Outside of this particular exercise, here are some broader takeaways on how tools like these will impact products.
- Owners of Unique Data Will Win: I couldn’t complete my first exercise because ChatGPT couldn't get to the data. In the job space companies like LinkedIn, Glassdoor, and Indeed; are sitting on a treasure trove of data. The same is true of big players in every space. I was recently in a meetup with Ibrahim Bashir from Amplitude and Run the Business. He was asked about how BI companies should be using AI. Paraphrasing his response he said something along the lines of: “Companies are missing the boat with AI right now. They all think that the interface is what makes ChatGPT special. But it's actually what it knows (all of the internet). These companies should be asking 'What do we know that no one else knows and how do we unlock that with AI'. Then you figure out what the right interface is for that knowledge.” I am homed in on this idea right now. You can have the slickest or easiest interface in the world but if there is no data to access then it doesn’t matter. Even chatGPT runs into an issue when it cannot access the data that customers are after.
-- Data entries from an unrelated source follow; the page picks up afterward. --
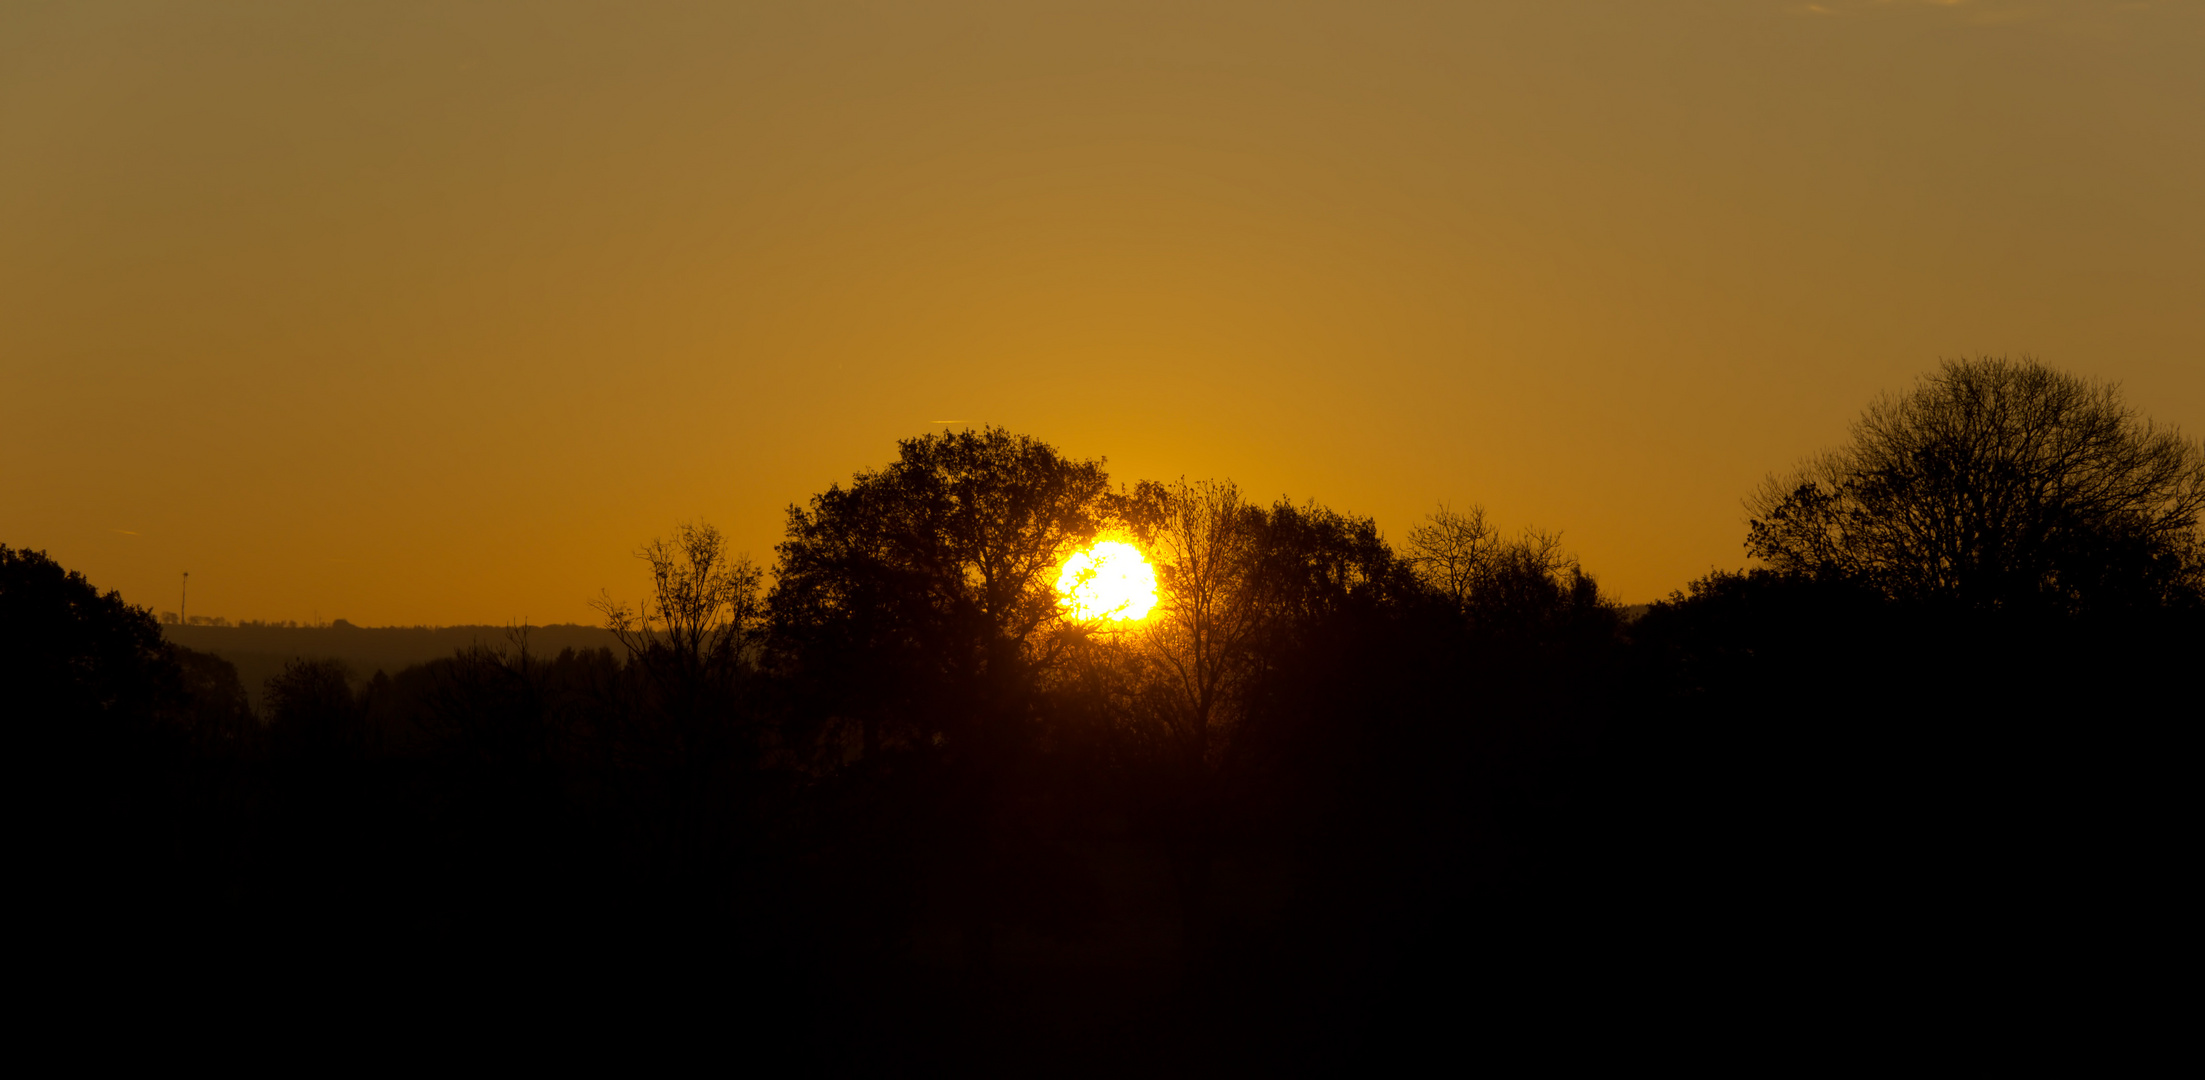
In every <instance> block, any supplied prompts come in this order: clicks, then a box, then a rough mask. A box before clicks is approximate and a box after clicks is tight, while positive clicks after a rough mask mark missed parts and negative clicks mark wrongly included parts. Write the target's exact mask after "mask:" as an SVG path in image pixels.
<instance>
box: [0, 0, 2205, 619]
mask: <svg viewBox="0 0 2205 1080" xmlns="http://www.w3.org/2000/svg"><path fill="white" fill-rule="evenodd" d="M1973 353H2031V355H2037V357H2040V359H2046V361H2051V364H2055V366H2064V368H2068V370H2077V372H2086V375H2097V377H2108V379H2119V381H2121V384H2123V386H2126V388H2128V397H2130V401H2132V403H2134V406H2139V408H2143V410H2145V412H2150V414H2152V417H2156V419H2161V421H2170V423H2179V425H2185V430H2187V432H2192V434H2196V432H2198V428H2205V4H2201V2H2062V0H2044V2H1993V0H1973V2H1848V0H1826V2H1821V4H1797V2H1762V0H1704V2H1652V0H1634V2H1521V4H1480V2H1429V4H1407V2H1376V0H1356V2H1338V4H1310V2H1283V0H1263V2H1215V4H1200V2H1186V0H1175V2H1155V4H1144V2H1127V0H1109V2H1034V0H1019V2H935V4H836V2H820V0H805V2H789V4H701V2H697V4H690V2H684V4H653V2H637V0H622V2H606V4H582V2H547V0H531V2H452V0H439V2H426V4H415V2H395V0H373V2H300V0H282V2H223V4H214V2H207V4H176V2H86V0H77V2H53V4H37V2H22V0H7V2H0V542H7V544H13V547H35V549H46V551H49V553H51V555H55V558H57V560H62V562H64V564H68V566H73V569H82V571H86V573H88V575H90V577H93V582H95V584H99V586H106V588H121V591H123V595H126V597H128V600H132V602H139V604H150V606H154V608H174V606H176V575H179V571H185V569H190V571H192V611H194V613H201V615H227V617H232V619H243V617H260V619H302V622H304V619H333V617H348V619H353V622H355V624H423V622H428V624H459V622H490V624H505V622H512V619H531V622H538V624H542V622H589V619H591V617H593V615H591V611H589V608H587V600H589V597H593V595H595V593H598V591H600V588H611V591H613V593H615V595H624V597H633V595H637V593H639V591H642V584H644V577H642V566H639V564H637V562H635V560H633V558H628V553H631V551H633V549H635V547H637V544H639V542H642V540H646V538H650V536H655V533H664V531H668V527H670V525H673V522H677V520H688V518H706V520H712V522H717V525H721V527H723V529H725V531H728V533H732V538H734V540H736V544H739V547H743V549H750V551H752V553H754V555H759V558H761V560H770V558H772V544H774V542H776V540H778V536H781V525H783V516H785V507H787V505H789V503H794V500H803V498H807V496H811V494H814V492H818V489H822V487H827V485H829V483H836V480H847V478H849V474H851V472H853V469H860V467H878V465H882V463H886V461H889V458H891V456H893V452H895V441H897V439H902V436H908V434H917V432H926V430H935V428H931V421H937V419H959V421H988V423H1003V425H1008V428H1012V430H1019V432H1032V434H1039V436H1043V439H1047V441H1052V443H1056V445H1058V447H1061V450H1065V452H1069V454H1076V456H1096V454H1107V456H1109V463H1111V474H1114V476H1116V478H1120V480H1133V478H1160V476H1180V474H1186V476H1191V478H1202V476H1230V478H1237V480H1239V483H1241V485H1244V487H1248V489H1252V492H1257V494H1263V496H1274V494H1292V496H1294V498H1308V496H1314V498H1319V500H1323V503H1327V505H1334V507H1338V509H1347V511H1358V514H1372V516H1376V518H1378V522H1380V525H1383V527H1385V531H1387V533H1389V536H1394V538H1400V536H1405V533H1407V527H1409V525H1413V522H1416V520H1418V516H1420V514H1424V511H1427V509H1431V507H1433V505H1435V503H1440V500H1453V503H1455V505H1466V503H1484V505H1486V507H1488V511H1491V514H1493V516H1495V518H1497V520H1502V522H1506V525H1510V527H1517V525H1541V527H1548V529H1561V531H1563V538H1566V544H1568V547H1570V549H1574V551H1577V553H1579V555H1581V558H1583V560H1585V564H1588V569H1592V571H1594V573H1596V575H1599V577H1601V580H1603V584H1605V586H1607V588H1610V591H1612V593H1616V595H1618V597H1623V600H1627V602H1643V600H1656V597H1660V595H1665V593H1669V591H1671V588H1676V586H1680V584H1685V582H1687V580H1691V577H1696V575H1700V573H1707V571H1709V569H1711V566H1738V564H1742V562H1744V555H1742V549H1740V542H1742V536H1744V522H1742V509H1740V496H1744V494H1746V492H1749V489H1753V485H1755V483H1757V480H1760V478H1762V476H1764V474H1768V472H1773V469H1782V467H1786V465H1790V463H1793V461H1795V458H1799V456H1801V454H1808V452H1813V450H1817V447H1821V445H1828V443H1835V441H1839V439H1843V434H1846V421H1848V419H1850V417H1854V414H1857V412H1859V410H1861V406H1863V403H1865V401H1868V399H1870V397H1874V395H1876V392H1879V390H1885V388H1903V386H1907V384H1910V381H1912V379H1914V377H1916V375H1918V372H1923V370H1927V368H1932V366H1934V364H1936V361H1938V357H1954V355H1973Z"/></svg>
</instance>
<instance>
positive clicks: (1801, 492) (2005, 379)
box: [1746, 357, 2205, 613]
mask: <svg viewBox="0 0 2205 1080" xmlns="http://www.w3.org/2000/svg"><path fill="white" fill-rule="evenodd" d="M1746 507H1749V511H1751V516H1753V522H1751V531H1749V538H1746V551H1749V553H1753V555H1755V558H1760V560H1766V562H1768V564H1771V566H1773V569H1777V571H1786V573H1815V575H1841V577H1857V580H1863V582H1870V584H1874V586H1876V588H1881V591H1885V593H1887V595H1892V597H1894V600H1936V602H1956V604H1960V606H1969V608H2051V611H2068V613H2077V611H2097V608H2134V606H2161V604H2192V602H2196V600H2198V595H2201V588H2205V536H2201V531H2198V514H2201V511H2205V447H2201V445H2198V443H2194V441H2187V439H2183V436H2181V432H2176V430H2172V428H2159V425H2154V423H2150V421H2148V419H2141V417H2139V414H2137V412H2134V410H2132V408H2128V406H2126V403H2121V392H2119V386H2112V384H2099V381H2090V379H2082V377H2075V375H2066V372H2059V370H2053V368H2046V366H2042V364H2037V361H2033V359H2026V357H2024V359H2018V361H2015V359H2002V357H1982V359H1956V361H1947V364H1945V366H1943V368H1940V370H1938V372H1934V375H1927V377H1923V379H1921V384H1918V386H1916V388H1914V390H1912V392H1905V395H1887V397H1883V399H1879V401H1876V403H1872V406H1870V408H1868V412H1863V414H1861V419H1859V421H1854V425H1852V441H1850V443H1848V445H1843V447H1837V450H1830V452H1824V454H1819V456H1815V458H1810V461H1806V463H1804V465H1801V467H1799V469H1795V472H1793V474H1786V476H1773V478H1771V480H1768V483H1766V485H1764V487H1762V492H1760V494H1755V496H1753V498H1749V500H1746Z"/></svg>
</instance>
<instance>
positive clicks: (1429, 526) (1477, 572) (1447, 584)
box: [1407, 503, 1499, 606]
mask: <svg viewBox="0 0 2205 1080" xmlns="http://www.w3.org/2000/svg"><path fill="white" fill-rule="evenodd" d="M1497 547H1499V533H1497V531H1495V529H1493V525H1488V522H1486V507H1471V509H1466V511H1458V509H1453V507H1449V505H1446V503H1440V509H1435V511H1433V514H1429V516H1427V518H1424V525H1416V527H1411V529H1409V560H1407V562H1409V566H1411V569H1416V575H1418V577H1422V580H1424V584H1429V586H1431V588H1433V591H1438V593H1440V595H1444V597H1449V600H1453V602H1455V606H1462V604H1469V600H1471V588H1475V584H1477V577H1480V575H1482V573H1484V571H1486V569H1488V564H1491V562H1493V551H1495V549H1497Z"/></svg>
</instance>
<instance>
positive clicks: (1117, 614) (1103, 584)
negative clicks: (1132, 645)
mask: <svg viewBox="0 0 2205 1080" xmlns="http://www.w3.org/2000/svg"><path fill="white" fill-rule="evenodd" d="M1056 593H1058V595H1063V600H1061V604H1063V606H1065V613H1067V615H1069V617H1074V619H1083V622H1085V619H1118V622H1133V619H1140V617H1142V615H1149V608H1153V606H1155V569H1153V566H1149V560H1144V558H1140V549H1136V547H1133V544H1122V542H1118V540H1102V542H1100V544H1094V547H1089V549H1087V551H1080V553H1076V555H1072V558H1067V560H1065V569H1063V573H1058V575H1056Z"/></svg>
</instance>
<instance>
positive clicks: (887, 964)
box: [0, 361, 2205, 1073]
mask: <svg viewBox="0 0 2205 1080" xmlns="http://www.w3.org/2000/svg"><path fill="white" fill-rule="evenodd" d="M2044 401H2055V403H2057V406H2059V408H2048V406H2044ZM2040 406H2044V408H2040ZM1751 507H1753V511H1755V520H1753V525H1751V529H1749V544H1751V553H1753V555H1755V558H1757V560H1760V562H1762V566H1760V569H1751V571H1740V573H1715V575H1709V577H1707V580H1700V582H1693V584H1691V586H1689V588H1687V591H1680V593H1678V595H1674V597H1671V600H1669V602H1663V604H1654V606H1652V611H1647V613H1645V615H1643V617H1636V619H1625V617H1623V613H1621V611H1618V608H1616V606H1614V604H1612V602H1610V600H1605V597H1603V595H1601V591H1599V584H1596V582H1594V577H1592V575H1590V573H1585V571H1583V569H1581V566H1579V564H1577V562H1574V560H1570V558H1568V555H1566V551H1563V549H1561V544H1559V540H1557V538H1552V536H1543V533H1521V536H1502V533H1499V531H1497V529H1495V527H1491V525H1488V522H1486V520H1484V514H1482V511H1477V509H1466V511H1453V509H1442V511H1438V514H1433V516H1431V518H1429V520H1427V522H1424V525H1420V527H1418V529H1413V531H1411V533H1409V536H1407V538H1405V544H1402V547H1400V549H1394V547H1389V544H1387V542H1385V540H1383V538H1380V533H1378V529H1376V525H1374V522H1372V520H1369V518H1356V516H1352V514H1341V511H1334V509H1327V507H1319V505H1308V503H1288V500H1279V503H1268V505H1266V503H1255V500H1248V498H1246V496H1241V492H1239V489H1235V487H1233V485H1230V483H1211V480H1197V483H1186V480H1177V483H1138V485H1111V483H1109V476H1107V474H1105V469H1102V463H1098V461H1069V458H1065V456H1061V454H1058V452H1054V450H1052V447H1047V445H1045V443H1041V441H1034V439H1028V436H1014V434H1010V432H1001V430H981V432H955V434H935V436H924V439H911V441H906V443H902V447H900V456H897V461H893V463H889V465H886V467H882V469H878V472H864V474H858V476H856V478H853V480H851V483H849V485H838V487H831V489H827V492H825V494H820V496H816V498H814V500H809V505H803V507H792V509H789V527H787V538H785V542H783V544H781V547H778V558H776V564H774V566H772V571H770V573H767V571H765V569H761V566H752V564H747V562H745V560H741V558H732V555H730V553H728V551H725V547H723V540H721V536H719V533H717V531H712V529H710V527H701V525H692V527H681V529H677V531H675V533H673V536H670V538H666V540H659V542H653V544H648V547H646V549H644V551H642V555H644V558H646V560H648V564H650V569H653V582H655V588H653V595H650V597H648V600H646V602H644V604H642V606H624V604H615V602H611V600H606V602H604V604H602V611H604V615H606V624H609V628H611V633H613V635H615V637H617V641H620V648H617V650H573V648H562V650H558V652H556V655H547V652H542V650H538V648H531V644H529V639H527V637H525V635H516V637H512V639H509V641H503V644H498V646H472V648H465V650H459V652H456V655H450V657H445V659H437V661H432V663H421V666H412V668H406V670H401V672H397V674H381V672H379V674H375V677H373V679H368V681H364V685H355V679H353V672H348V670H344V666H340V663H331V661H298V663H291V666H289V668H287V670H282V672H280V674H278V677H273V679H271V681H269V683H267V708H265V721H262V719H256V716H254V714H251V710H249V708H247V703H245V692H243V685H240V681H238V677H236V670H234V668H229V666H227V663H225V661H221V659H218V657H209V655H201V652H194V650H187V648H179V646H172V644H163V641H161V635H159V626H157V624H154V619H152V617H150V615H148V613H146V611H139V608H128V606H126V604H121V600H119V597H117V595H115V593H106V595H99V593H97V591H95V588H93V586H90V584H88V582H84V580H82V577H79V575H71V573H66V571H64V569H60V566H55V564H53V562H51V560H44V555H37V553H26V551H7V549H0V626H4V633H7V641H0V650H4V657H7V663H9V672H7V685H9V692H11V694H13V701H18V703H22V708H20V710H15V716H18V725H20V730H22V732H24V745H33V747H35V754H33V756H26V758H22V760H24V763H26V767H29V763H31V760H37V763H42V765H40V769H42V771H44V774H46V776H44V780H51V782H53V785H51V789H53V796H51V798H49V800H46V802H44V809H42V813H44V816H42V818H40V822H37V824H40V829H35V831H37V835H44V838H49V851H44V855H46V857H51V860H55V864H57V866H68V873H57V875H51V877H44V879H46V882H57V884H53V886H51V888H53V890H55V893H60V895H62V897H64V899H66V906H68V908H71V910H73V912H77V915H79V917H84V919H90V921H97V924H101V926H104V928H108V935H110V937H115V939H119V941H123V939H126V941H130V948H132V950H139V952H135V954H137V957H157V954H168V952H185V954H192V957H196V961H194V963H269V965H278V968H287V970H291V972H293V974H298V972H300V970H304V972H306V976H311V979H324V981H344V979H348V976H351V974H353V972H364V970H386V968H390V965H399V968H406V970H410V972H430V970H434V972H470V979H474V981H476V983H474V985H492V983H494V985H498V987H503V990H501V994H512V992H516V990H523V992H542V990H556V994H558V996H562V998H564V1001H567V1005H569V1007H578V1009H584V1012H595V1014H615V1012H622V1009H628V1007H637V1005H639V1003H648V1007H653V1009H659V1012H661V1018H659V1023H666V1025H686V1027H688V1029H695V1032H721V1034H725V1036H728V1038H730V1043H728V1045H730V1058H732V1060H754V1062H756V1060H787V1062H792V1065H798V1067H807V1069H814V1071H935V1069H950V1067H957V1069H966V1071H1005V1073H1008V1071H1019V1073H1030V1071H1098V1073H1116V1071H1125V1069H1133V1067H1153V1065H1158V1062H1164V1065H1166V1071H1230V1073H1308V1071H1345V1069H1349V1067H1363V1065H1369V1062H1372V1058H1374V1056H1385V1054H1409V1051H1411V1049H1416V1051H1420V1054H1424V1051H1431V1049H1433V1047H1444V1045H1455V1047H1462V1045H1475V1047H1486V1049H1480V1051H1477V1054H1484V1051H1491V1054H1499V1047H1521V1045H1528V1043H1541V1040H1543V1045H1548V1047H1557V1051H1568V1049H1570V1047H1577V1049H1594V1047H1596V1045H1601V1043H1603V1040H1612V1038H1643V1036H1645V1034H1647V1032H1649V1029H1660V1032H1665V1038H1709V1040H1713V1038H1731V1034H1735V1029H1738V1027H1740V1025H1753V1027H1762V1025H1801V1027H1815V1025H1843V1023H1850V1020H1848V1018H1859V1016H1870V1014H1874V1016H1881V1018H1883V1020H1879V1023H1896V1025H1905V1023H1914V1018H1918V1020H1923V1023H1927V1020H1932V1018H1934V1016H1938V1012H1936V1009H1938V1007H1940V994H1954V992H1960V990H1956V987H1960V985H1967V987H1987V985H1993V983H2000V981H2004V985H2007V987H2009V990H2011V987H2015V985H2035V983H2033V981H2044V979H2046V972H2051V970H2055V968H2057V965H2062V963H2084V961H2088V959H2090V957H2093V954H2095V952H2093V950H2104V948H2128V946H2132V943H2130V941H2123V935H2128V937H2134V935H2145V932H2148V928H2150V926H2154V924H2152V921H2150V919H2143V917H2141V915H2139V912H2145V910H2150V908H2152V906H2163V904H2176V897H2183V895H2187V893H2185V890H2183V886H2179V884H2174V882H2176V877H2179V875H2176V873H2174V868H2172V860H2168V857H2165V851H2168V849H2165V844H2168V842H2170V838H2172V835H2174V831H2176V827H2172V824H2170V822H2181V820H2185V816H2183V811H2185V802H2187V798H2185V791H2187V776H2185V765H2187V754H2185V745H2187V741H2183V738H2181V734H2185V727H2187V725H2185V723H2183V721H2187V719H2190V716H2194V701H2192V699H2194V688H2192V685H2190V683H2194V668H2196V657H2198V655H2205V652H2201V646H2205V604H2201V597H2205V588H2201V582H2205V577H2201V575H2205V558H2201V533H2198V509H2201V507H2205V452H2201V450H2198V445H2196V443H2185V441H2181V439H2179V436H2174V434H2168V432H2163V430H2154V428H2150V425H2145V423H2143V421H2139V419H2134V417H2132V414H2130V412H2126V410H2123V408H2121V406H2119V399H2117V397H2115V395H2112V390H2110V388H2104V386H2093V384H2084V381H2079V379H2073V377H2064V375H2057V372H2048V370H2044V368H2040V366H2035V364H2026V361H2022V364H2009V361H1965V364H1949V366H1947V368H1945V370H1940V372H1938V375H1932V377H1929V379H1925V381H1923V384H1921V386H1918V388H1916V390H1914V392H1912V395H1903V397H1892V399H1887V401H1883V403H1879V406H1876V408H1874V410H1870V417H1868V419H1865V421H1863V425H1861V428H1857V432H1854V443H1852V447H1848V450H1843V452H1837V454H1832V456H1828V458H1821V461H1817V463H1810V467H1808V469H1804V472H1801V474H1799V476H1795V478H1790V480H1782V483H1773V485H1771V489H1768V492H1766V494H1764V496H1762V498H1757V500H1755V503H1753V505H1751ZM1102 536H1109V538H1122V540H1125V542H1131V544H1136V547H1138V549H1142V551H1144V553H1147V558H1149V562H1151V564H1153V566H1155V573H1158V584H1160V595H1162V602H1160V604H1158V608H1155V611H1153V613H1151V615H1149V617H1144V619H1138V622H1111V619H1085V622H1083V619H1069V617H1065V606H1063V604H1061V595H1058V588H1056V586H1058V569H1061V566H1063V562H1065V555H1067V553H1072V551H1074V549H1078V547H1085V544H1089V542H1091V540H1096V538H1102ZM2119 910H2126V912H2130V917H2128V919H2123V921H2115V919H2112V912H2119ZM1861 985H1868V987H1872V996H1870V998H1861V996H1857V994H1859V990H1854V987H1861ZM448 990H450V983H445V976H434V979H432V976H419V974H417V979H415V992H417V994H426V996H434V994H443V992H448ZM1863 1023H1865V1020H1863ZM1727 1032H1729V1034H1727Z"/></svg>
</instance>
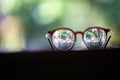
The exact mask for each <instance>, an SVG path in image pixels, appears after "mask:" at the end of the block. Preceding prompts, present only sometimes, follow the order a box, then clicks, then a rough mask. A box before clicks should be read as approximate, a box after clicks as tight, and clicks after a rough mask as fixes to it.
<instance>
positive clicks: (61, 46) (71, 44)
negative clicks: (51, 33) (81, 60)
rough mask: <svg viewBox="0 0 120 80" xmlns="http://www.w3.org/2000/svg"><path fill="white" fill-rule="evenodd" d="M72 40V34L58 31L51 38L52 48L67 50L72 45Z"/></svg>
mask: <svg viewBox="0 0 120 80" xmlns="http://www.w3.org/2000/svg"><path fill="white" fill-rule="evenodd" d="M74 40H75V36H74V34H73V33H72V32H71V31H68V30H58V31H56V32H55V33H54V34H53V36H52V41H53V44H54V46H55V47H56V48H57V49H59V50H62V51H66V50H69V49H70V48H71V47H72V46H73V45H74Z"/></svg>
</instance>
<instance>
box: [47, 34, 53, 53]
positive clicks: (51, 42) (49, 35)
mask: <svg viewBox="0 0 120 80" xmlns="http://www.w3.org/2000/svg"><path fill="white" fill-rule="evenodd" d="M45 37H46V38H47V39H48V41H49V43H50V46H51V48H52V50H53V51H54V48H53V45H52V42H51V40H50V34H49V33H47V34H46V35H45Z"/></svg>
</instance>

- UI Needs to Be Foundational: Right now it seems that every product is slapping ChatGPT into their product. A lot of times these chat experiences feel out of place or contrived. There is often more friction in using the chatbot than in doing the work yourself. On the surface, this is somewhat surprising, based on how easy ChatGPT is to use. But digging a bit deeper it becomes obvious why this is the case. I’ve heard this same sentiment from a few others. Jake Sapier was recently on the Acquired podcast. He talked about how someone like Salesforce who has a well-established point-and-click UI will struggle with chat. He argued that chat-first actually makes more sense for a CRM. But the winner in the space will build a chat-first UI. Rather than an incumbent who tries to integrate chat into their current product. Tony Beltramelli from Uizard shared a similar sentiment on This Week In Startups. His thoughts combined what Ibrahim and Jake argued. Companies need to ensure they are solving the right problem with AI. Once they have the right problem, they need to build a UI from the ground up.
I’m still interested in AI, in all its forms, including ChatGPT. But despite the potential of these plug-ins, I am still cautious. Cautious that AI is the answer to all the problems we face in product and tech. As was always the case it is on us to do the work, solve the right problem, in the right way. Pick the tool that is best for the job. Don't pick AI chat just because everyone else seems to be doing so.